I told them about the happiness I had felt over the course of the week. I told them about my appreciation for not caring what day it was, for not recognizing the difference between a Thursday and Sunday, for forgetting my reliance and dependence on the Monday-Friday schedule. I mentioned the peace that came from a lack of cellphone service, the weight that lifted from my shoulders due to the disconnection with the rest of the world.
I talked about how refreshing it was to be outside for so long, to wake up morning after morning in my tent. About how great it was to go to work and focus on nothing but cutting and piling. How great it was to use my body for physical work. How great it was to use the chainsaw again. How great it all felt, just to be out there, in the trees, under the sky, at the whim of nature. How fantastic it was to be covered in dirt, cherished proof of my week’s efforts. I felt so strong and so useful.
I talked about how connected I felt with the past, with the history I had there, not in this specific place, but in this setting. These truly were my roots. I’d spent almost five years living this life.
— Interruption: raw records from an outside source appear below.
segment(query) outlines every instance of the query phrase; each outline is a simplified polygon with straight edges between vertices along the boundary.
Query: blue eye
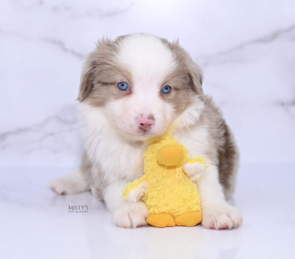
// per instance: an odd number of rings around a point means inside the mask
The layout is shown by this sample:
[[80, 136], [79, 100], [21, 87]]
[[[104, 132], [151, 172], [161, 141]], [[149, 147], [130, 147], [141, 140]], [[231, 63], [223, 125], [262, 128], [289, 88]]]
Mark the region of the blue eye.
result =
[[122, 91], [129, 90], [129, 85], [126, 82], [119, 82], [118, 84], [119, 89]]
[[171, 91], [171, 86], [169, 85], [165, 85], [161, 90], [162, 94], [168, 94]]

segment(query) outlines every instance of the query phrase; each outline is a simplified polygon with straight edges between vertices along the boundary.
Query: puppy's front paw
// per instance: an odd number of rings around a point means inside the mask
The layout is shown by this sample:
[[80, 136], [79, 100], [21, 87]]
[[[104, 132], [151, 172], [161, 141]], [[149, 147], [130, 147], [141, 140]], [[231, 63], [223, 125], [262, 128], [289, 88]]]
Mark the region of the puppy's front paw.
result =
[[48, 183], [49, 188], [59, 195], [75, 193], [72, 183], [65, 177], [56, 178]]
[[206, 172], [206, 165], [201, 163], [186, 164], [183, 166], [183, 170], [192, 181], [196, 181]]
[[232, 229], [242, 223], [240, 212], [229, 204], [203, 207], [202, 225], [207, 229]]
[[135, 228], [147, 225], [148, 216], [148, 210], [143, 202], [126, 203], [113, 213], [112, 219], [120, 228]]

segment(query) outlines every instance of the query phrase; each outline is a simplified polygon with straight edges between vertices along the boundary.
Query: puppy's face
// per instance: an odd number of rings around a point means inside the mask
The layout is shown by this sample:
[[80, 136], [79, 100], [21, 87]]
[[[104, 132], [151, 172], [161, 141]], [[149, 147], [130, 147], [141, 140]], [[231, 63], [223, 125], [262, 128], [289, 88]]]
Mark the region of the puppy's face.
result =
[[163, 134], [202, 102], [202, 71], [178, 43], [126, 35], [102, 40], [90, 54], [78, 100], [100, 107], [120, 134], [143, 140]]

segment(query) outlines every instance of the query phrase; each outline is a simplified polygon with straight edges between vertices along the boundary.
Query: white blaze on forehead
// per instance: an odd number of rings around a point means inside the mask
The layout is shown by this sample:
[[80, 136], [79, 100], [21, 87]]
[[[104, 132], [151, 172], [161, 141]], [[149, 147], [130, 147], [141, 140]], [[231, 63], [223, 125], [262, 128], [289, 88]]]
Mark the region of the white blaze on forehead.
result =
[[118, 58], [135, 83], [159, 83], [176, 66], [170, 50], [153, 35], [130, 35], [119, 45]]

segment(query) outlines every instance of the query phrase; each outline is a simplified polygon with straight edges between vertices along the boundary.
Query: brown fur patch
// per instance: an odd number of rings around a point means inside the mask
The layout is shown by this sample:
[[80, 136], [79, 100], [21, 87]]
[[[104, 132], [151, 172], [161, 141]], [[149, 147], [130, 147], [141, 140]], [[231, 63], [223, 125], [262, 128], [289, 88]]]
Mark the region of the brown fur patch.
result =
[[90, 53], [80, 84], [80, 102], [88, 98], [91, 104], [100, 106], [130, 94], [131, 90], [121, 91], [117, 86], [118, 82], [125, 81], [132, 87], [130, 73], [116, 58], [118, 47], [118, 42], [103, 39]]
[[197, 125], [207, 126], [209, 134], [206, 155], [218, 169], [219, 180], [227, 198], [233, 193], [239, 152], [233, 134], [211, 97], [203, 96], [205, 106]]

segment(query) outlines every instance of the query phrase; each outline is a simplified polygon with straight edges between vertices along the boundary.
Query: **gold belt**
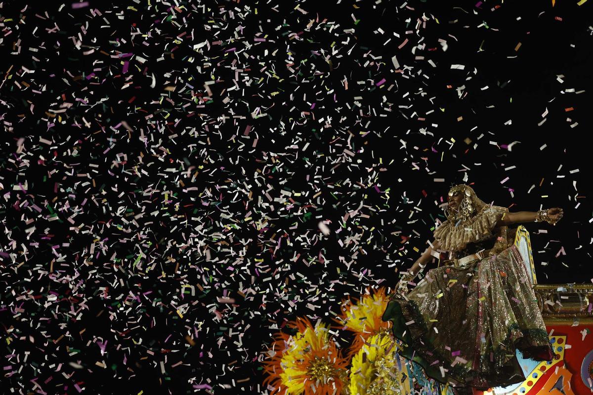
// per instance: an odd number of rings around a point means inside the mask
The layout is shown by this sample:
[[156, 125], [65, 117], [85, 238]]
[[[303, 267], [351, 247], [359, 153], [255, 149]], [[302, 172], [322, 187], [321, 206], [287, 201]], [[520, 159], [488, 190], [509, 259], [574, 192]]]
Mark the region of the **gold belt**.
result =
[[455, 267], [458, 268], [462, 266], [465, 266], [474, 261], [481, 259], [486, 256], [485, 251], [480, 251], [480, 252], [477, 252], [476, 253], [473, 253], [470, 255], [460, 258], [458, 259], [447, 259], [443, 263], [445, 265], [453, 265]]

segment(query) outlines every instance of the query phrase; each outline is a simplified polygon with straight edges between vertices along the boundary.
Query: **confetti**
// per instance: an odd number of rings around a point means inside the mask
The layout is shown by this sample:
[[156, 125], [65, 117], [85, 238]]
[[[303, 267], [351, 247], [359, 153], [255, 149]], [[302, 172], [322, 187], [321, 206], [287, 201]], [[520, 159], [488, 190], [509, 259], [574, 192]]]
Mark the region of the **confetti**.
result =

I talked about how I missed it, how there’s nothing else like it. How great it was to smell it, to feel it, to remember. This is where I started. This is where I changed. This is where I truly started to learn to live. It meant so much to me to be able to feel purposeful, to connect to the heart of why I do this work, to remember what’s important.
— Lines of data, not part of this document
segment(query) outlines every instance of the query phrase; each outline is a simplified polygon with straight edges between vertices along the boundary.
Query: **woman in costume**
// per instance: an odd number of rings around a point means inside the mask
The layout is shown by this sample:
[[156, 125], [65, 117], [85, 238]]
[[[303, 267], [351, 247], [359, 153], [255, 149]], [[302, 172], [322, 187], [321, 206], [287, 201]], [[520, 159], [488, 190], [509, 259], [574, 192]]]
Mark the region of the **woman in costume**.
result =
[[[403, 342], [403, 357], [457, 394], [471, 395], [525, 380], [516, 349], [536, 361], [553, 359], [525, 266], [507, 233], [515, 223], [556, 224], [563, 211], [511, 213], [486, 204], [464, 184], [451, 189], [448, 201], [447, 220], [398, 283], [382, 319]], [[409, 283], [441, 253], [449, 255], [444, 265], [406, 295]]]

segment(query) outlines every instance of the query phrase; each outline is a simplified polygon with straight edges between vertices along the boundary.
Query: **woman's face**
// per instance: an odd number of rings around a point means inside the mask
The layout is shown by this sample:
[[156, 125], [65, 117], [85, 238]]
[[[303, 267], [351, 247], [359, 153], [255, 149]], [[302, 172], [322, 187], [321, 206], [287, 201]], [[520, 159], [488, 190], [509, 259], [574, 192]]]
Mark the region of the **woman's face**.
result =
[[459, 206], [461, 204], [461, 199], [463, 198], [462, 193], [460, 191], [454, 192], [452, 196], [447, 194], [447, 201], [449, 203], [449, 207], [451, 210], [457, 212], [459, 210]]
I talked about the field’s unrelenting ability to allow me to feel present in life in a way that few other experiences can provide. I wasn’t worried about silly, trivial things; they hadn’t even crossed my mind. There were no deadlines or stresses. There was no rush for tomorrows because they would be just like today. This is probably one of the hardest gifts to describe, or even understand; you’re just there, you’re just in it. There’s not much else and it’s absolutely wonderful.
Staring at the moon, I admitted to them that the field affords me the opportunity to be myself in a way that few other places can. I didn’t speak of it, but I thought about how often I’d smiled in those six days, at times for seemingly no reason at all, almost as if it were involuntary. Something about being out there puts me at ease; it peels off my layers and opens me up. I am unencumbered by any obligation or expectation. I was there, effortlessly content, a version of myself I don’t often see inside four walls. I felt alive.
In just six short days I had gained so much and walking back to my tent, I knew it. I could feel the changes taking hold of me, all of those connections refreshing my soul and awakening my senses. I didn’t know it was coming, I didn’t expect, I wasn’t looking for it. But somehow the clouds passed, the wind spoke, and the moon brought clarity. Hello, welcome. I didn’t expect you, but I’m glad you’re here. This is life, and this is what it feels like to go home.
Now, as I sit inside my four walls, I am recharged, grounded, and grateful. Do it for the sage grouse, yes, but just as well, do it for the people. Give them these opportunities. Opportunities to be changed. Opportunities to find connection. Opportunities to find themselves. And if four walls can help to accomplish all of that, well then, at least I have these walls.